Protecting Cloud Data Throughout Its Lifecycle

Protecting cloud data throughout its lifecycle

Organizations have flocked from on-premises to the cloud over the past year, and protecting data during the transition has proven to be a monumental task. But now companies must focus on what happens after the migration.

The new reality is that these organizations and their cloud providers work under a shared responsibility model, in which the provider protects the cloud infrastructure and the customer protects the data inside the cloud. This means that they need an advanced, data-centric security approach that protects their sensitive data throughout various phases of its lifecycle: identification and discovery, transformation, protection and sharing.

● Identification and Discovery Phase. Upon data creation—and before entering the data analytics pipeline—it is critical to determine relative sensitivity of breach risk and apply protection methods that are appropriate. Companies must also determine what is considered personally identifiable information (PII) based on applicable compliance standards (e.g., GDPR or CCPA) and eventual use. Applying this information using detailed metadata also helps clear up any confusion about what a piece of data is and how sensitive it is.

● Transformation Phase. Once data has been deemed sensitive, the transformation phase begins. If the data is not to be utilized downstream, it can be masked. If the data is required to look similar to the original data, it can be tokenized, a process by which unrelated, scrambled characters of the same format disguise its value. For example, a tokenized Social Security number would consist of nine random numbers, so it looks like an actual SSN. This method disguises a piece of data with dummy characters and hides its real value.

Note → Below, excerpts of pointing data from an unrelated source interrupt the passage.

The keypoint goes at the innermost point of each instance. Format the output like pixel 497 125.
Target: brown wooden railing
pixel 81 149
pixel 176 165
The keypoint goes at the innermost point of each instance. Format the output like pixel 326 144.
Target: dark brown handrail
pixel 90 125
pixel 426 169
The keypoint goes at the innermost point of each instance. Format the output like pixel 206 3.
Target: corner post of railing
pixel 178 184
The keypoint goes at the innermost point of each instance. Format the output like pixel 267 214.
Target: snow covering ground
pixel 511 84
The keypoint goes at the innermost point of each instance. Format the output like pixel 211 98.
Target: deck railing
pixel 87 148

If the data is to be utilized in its original form but without exposing it in the clear, homomorphic techniques, such as secure multi-party compute (SMPC), must be deployed. This is now known as Privacy Preserving Computing (PEC), a Gartner Top 10 Strategic Technology Trend for 2021. It starts with encrypting the sensitive data using the AES-256 algorithm, which has proven to be cryptographically secure. This process converts data into unreadable ciphertext. Bring Your Own Key (BYOK) is emerging as a standard compliance requirement for regulated industries, such as financial services and healthcare. BYOK helps organizations protect their cloud data by enabling encryption or tokenization of sensitive data records using keys that only they can access, effectively giving them the “right to be forgotten.”

● Access Control and Sharing Phase. Transformed data is protected when it is at rest. But to ensure that data breaches are prevented, access to it must be carefully controlled. Role-Based Access Control (RBAC) is one such capability that allows for granular policy-based control based on an employee’s persona. For example, a test and development engineer may only need access to tokenized data, while a data scientist may need the actual data to run algorithms. With RBAC, it is possible to create such adaptations or views of protected data. As more data is collected and the benefits of data analytics are realized, enterprises understand that their analyzed data alone is not enough to garner the insight necessary for market differentiation.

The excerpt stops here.